[API] feat: add model management endpoints for loading and unloading models by AlpinDale · Pull Request #1553 · dphnAI/sonar

AlpinDale · 2025-11-03T19:22:08Z

Needs the env var APHRODITE_SERVER_DEV_MODE=1 enabled.

You can call the /v1/unload_model endpoint to unload the model by killing the engine and worker processes (which frees up all memory), then call the /v1/load_model endpoint to reload your model.

Unloading a model

# curl -s -X POST http://localhost:2242/v1/unload_model | jq .
{
  "status": "success",
  "message": "Model unloaded successfully in 1.28s. All GPU memory has been freed.",
  "drain_time_s": 0.0,
  "shutdown_time_s": 1.28,
  "total_time_s": 1.28
}

Loading a model

Running the /v1/load_model endpoint by itself will reload your original model with no changes.

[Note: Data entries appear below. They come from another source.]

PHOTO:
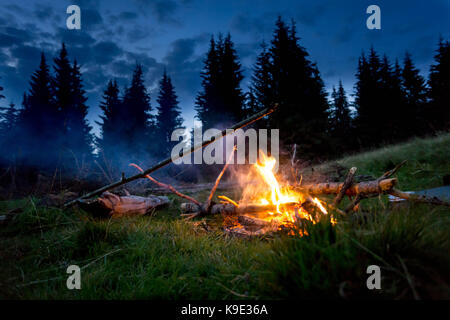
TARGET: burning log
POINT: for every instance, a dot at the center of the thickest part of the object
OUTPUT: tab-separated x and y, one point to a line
347	184
362	188
230	209
109	204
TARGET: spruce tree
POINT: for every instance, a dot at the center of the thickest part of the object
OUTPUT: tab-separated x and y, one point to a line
392	124
340	120
168	117
62	84
38	121
137	126
439	82
8	132
299	90
368	100
75	141
110	141
79	130
1	95
415	91
220	102
261	92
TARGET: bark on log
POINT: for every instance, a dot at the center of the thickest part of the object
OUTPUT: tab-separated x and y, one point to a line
109	204
418	198
230	209
363	188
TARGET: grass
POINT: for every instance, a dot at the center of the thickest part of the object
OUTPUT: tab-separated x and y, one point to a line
160	256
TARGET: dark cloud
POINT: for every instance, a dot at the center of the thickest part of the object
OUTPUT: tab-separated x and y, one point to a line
45	12
138	33
10	36
163	10
105	52
90	19
127	15
181	50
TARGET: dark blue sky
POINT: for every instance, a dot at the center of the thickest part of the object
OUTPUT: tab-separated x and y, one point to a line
174	34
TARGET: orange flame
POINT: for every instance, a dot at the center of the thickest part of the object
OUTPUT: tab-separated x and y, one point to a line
266	190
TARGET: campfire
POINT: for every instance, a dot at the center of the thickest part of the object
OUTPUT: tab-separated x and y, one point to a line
268	203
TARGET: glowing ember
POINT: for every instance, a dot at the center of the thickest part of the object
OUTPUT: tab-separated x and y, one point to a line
261	187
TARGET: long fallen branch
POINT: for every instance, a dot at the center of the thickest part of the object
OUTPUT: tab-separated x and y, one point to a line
169	160
418	198
230	209
364	188
167	186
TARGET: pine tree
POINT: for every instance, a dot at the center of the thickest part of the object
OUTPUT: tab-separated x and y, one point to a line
62	84
110	141
415	92
392	105
75	139
79	130
261	92
168	117
231	77
299	90
38	121
137	126
439	82
220	103
368	100
9	118
1	95
340	120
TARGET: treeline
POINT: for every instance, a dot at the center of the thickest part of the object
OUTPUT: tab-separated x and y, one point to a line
51	129
392	102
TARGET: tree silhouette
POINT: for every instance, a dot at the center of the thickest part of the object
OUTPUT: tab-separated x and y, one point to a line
220	102
75	140
39	121
137	126
439	82
261	93
297	87
79	131
415	95
168	117
8	131
110	141
340	120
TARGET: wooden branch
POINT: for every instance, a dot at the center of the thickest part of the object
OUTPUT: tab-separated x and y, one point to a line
347	184
214	188
390	173
364	188
167	186
109	204
169	160
353	204
230	209
418	198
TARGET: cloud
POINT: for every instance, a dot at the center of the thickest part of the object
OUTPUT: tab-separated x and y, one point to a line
104	52
127	15
163	10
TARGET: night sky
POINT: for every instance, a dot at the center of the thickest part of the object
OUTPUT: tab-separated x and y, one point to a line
174	34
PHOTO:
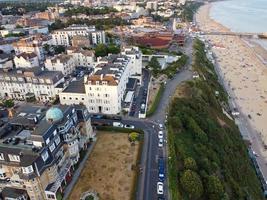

If you wish to swap out the model, or change the launch args, there are a few options:

Pass a config YAML file

You can call the /v1/load_model endpoint with a file upload that contains your YAML config with the desired args, e.g.:

model: Qwen/Qwen3-32B-FP8
tensor_parallel_size: 2
max_model_len: 8192

And use the endpoint like this:

# curl -s -X POST http://localhost:2242/v1/load_model -F "config=@config.yaml" | jq .
{
  "status": "success",
  "message": "Model loaded successfully in 87.01s.",
  "load_time_s": 87.01,
  "model": "Qwen/Qwen3-32B-FP8",
  "config_applied": {
    "model": {
      "value": "Qwen/Qwen3-32B-FP8",
      "source": "uploaded"
    },
    "tensor_parallel_size": {
      "value": 2,
      "source": "uploaded"
    },
    "max_model_len": {
      "value": 8192,
      "source": "uploaded"
    }
  }
}

Pass the launch arguments directly

You don't need to provide a YAML config:

# curl -s -X POST http://localhost:2242/v1/load_model \
  -H "Content-Type: application/json" \
  -d '{
    "model": "Qwen/Qwen3-32B-FP8",
    "config": {
      "tensor_parallel_size": 2,
      "max_model_len": 32768
    }
  }' | jq .
{
  "status": "success",
  "message": "Model loaded successfully in 97.10s.",
  "load_time_s": 97.1,
  "model": "Qwen/Qwen3-32B-FP8",
  "config_applied": {
    "model": {
      "value": "Qwen/Qwen3-32B-FP8",
      "source": "request"
    },
    "tensor_parallel_size": {
      "value": 2,
      "source": "uploaded"
    },
    "max_model_len": {
      "value": 32768,
      "source": "uploaded"
    }
  }
}

Aphrodite config in model directory

You may also put a aphrodite_config.yaml in your model directory (local or on HF), and Aphrodite will use the args there when loading the model via this endpoint.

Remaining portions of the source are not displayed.